Do you have a source for Transparent Liquid Haze Standards?

HunterLab Distributor FAQ: “I have a new pharma customer doing color measurements.  They also want to do haze measurements and we had a discussion about haze standards.  Would our plastic haze standards be fine or is there a liquid haze standard out there?”

It depends on the intended purpose of your customer. If your customer is looking to verify their instrument performance over time, the best option would be the plastic plaque standards used to monitor ASTM D1003 transmission haze. These plaques are more dimensionally stable than liquid turbidity standards that are also used to rate and quantify the degree of scattering.

As a workaround for a liquid scattering standard, there are liquid turbidity standards that could to verify measurement consistency of transmission haze in liquids over time.

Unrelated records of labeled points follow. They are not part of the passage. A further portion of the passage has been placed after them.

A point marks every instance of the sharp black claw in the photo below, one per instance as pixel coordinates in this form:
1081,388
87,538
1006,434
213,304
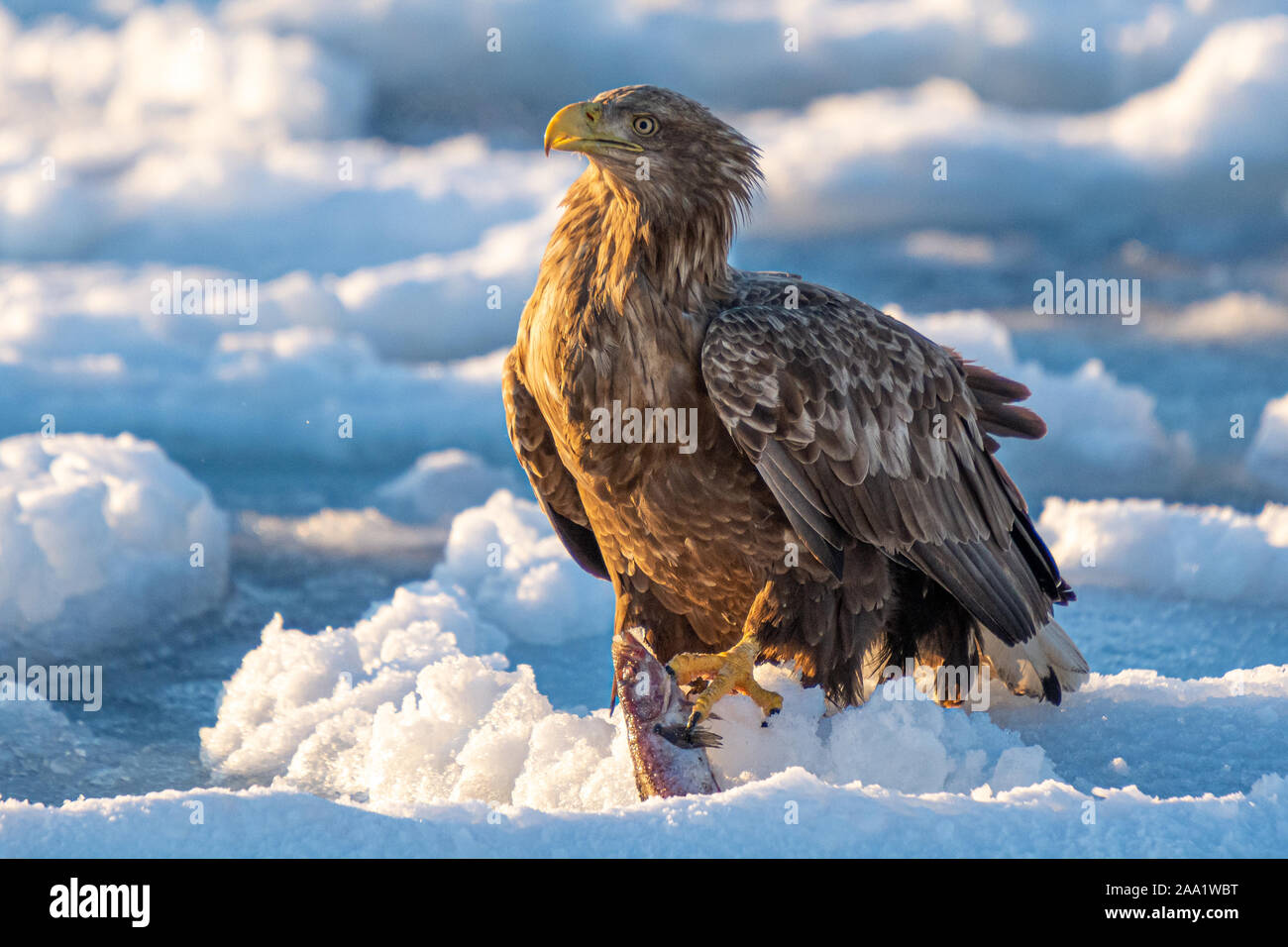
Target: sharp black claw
688,737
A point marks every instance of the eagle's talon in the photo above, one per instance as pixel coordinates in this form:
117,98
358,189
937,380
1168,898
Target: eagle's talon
726,673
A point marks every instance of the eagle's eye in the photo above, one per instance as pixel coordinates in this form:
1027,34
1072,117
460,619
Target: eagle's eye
644,125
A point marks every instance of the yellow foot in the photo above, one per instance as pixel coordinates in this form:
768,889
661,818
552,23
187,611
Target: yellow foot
728,672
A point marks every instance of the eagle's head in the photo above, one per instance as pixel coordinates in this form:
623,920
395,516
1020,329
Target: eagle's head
664,150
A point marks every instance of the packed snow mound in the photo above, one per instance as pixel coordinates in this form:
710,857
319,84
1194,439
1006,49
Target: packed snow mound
267,395
441,484
393,712
793,814
842,47
415,706
97,543
1267,458
1229,316
1171,549
395,716
507,561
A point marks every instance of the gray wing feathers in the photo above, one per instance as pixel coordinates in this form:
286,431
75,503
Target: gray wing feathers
867,432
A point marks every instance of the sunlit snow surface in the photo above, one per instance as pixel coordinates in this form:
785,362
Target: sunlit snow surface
385,651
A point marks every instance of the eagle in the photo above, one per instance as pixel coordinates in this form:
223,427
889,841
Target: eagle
765,470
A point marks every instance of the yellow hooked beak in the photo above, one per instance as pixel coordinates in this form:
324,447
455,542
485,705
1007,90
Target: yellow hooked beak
580,128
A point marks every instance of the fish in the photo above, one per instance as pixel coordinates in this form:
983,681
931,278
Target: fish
670,757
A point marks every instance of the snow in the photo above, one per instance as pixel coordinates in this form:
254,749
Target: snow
97,544
413,709
1098,428
1168,549
436,677
443,483
1267,457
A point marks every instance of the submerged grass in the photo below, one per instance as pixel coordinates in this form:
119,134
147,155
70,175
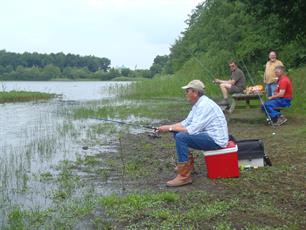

Given that these liquid turbidity standards that were originally as visual standards to estimate the degree of scattering, they are sufficiently stable to use as a check standard over time that is similar in nature to liquid products.

There are two types of physical liquid standards for visual turbidity or opalescence – Formazin solution (with or without stabilizer) and polymer beads (polystyrene micro spheres). The Formazin solution is the historical liquid scattering standard but the polymer beads version is more stable and homogenous.

Liquid turbidity standards can be obtained from:

Hach Company

Loveland, CO 80538 USA


DC Scientific Glass, Inc.

Glen Burnie, Maryland 2106 USA


Method for Measuring Turbidty Liquids as Liquid Haze Standards.

  • Standardize the sphere instrument on the transmission cell filled with DI or HLPC water in TTRAN LAV mode.
  • As a PQ Performance Qualification check, measure the cell with solvent back without moving the cell with the measurement expected to be Haze% = 0, Y Total Transmission = 100 expected.
  • As an additional and optional PQ check, measure one or more liquid turbidity standards in the same cell and compare to baseline values read on the first day. The expectation is that these turbidity liquids will read closely to the baseline values over time.
  • Report and trend chart the Haze results of your PQ checks over time.
  • Proceed to measure the Haze of normal samples.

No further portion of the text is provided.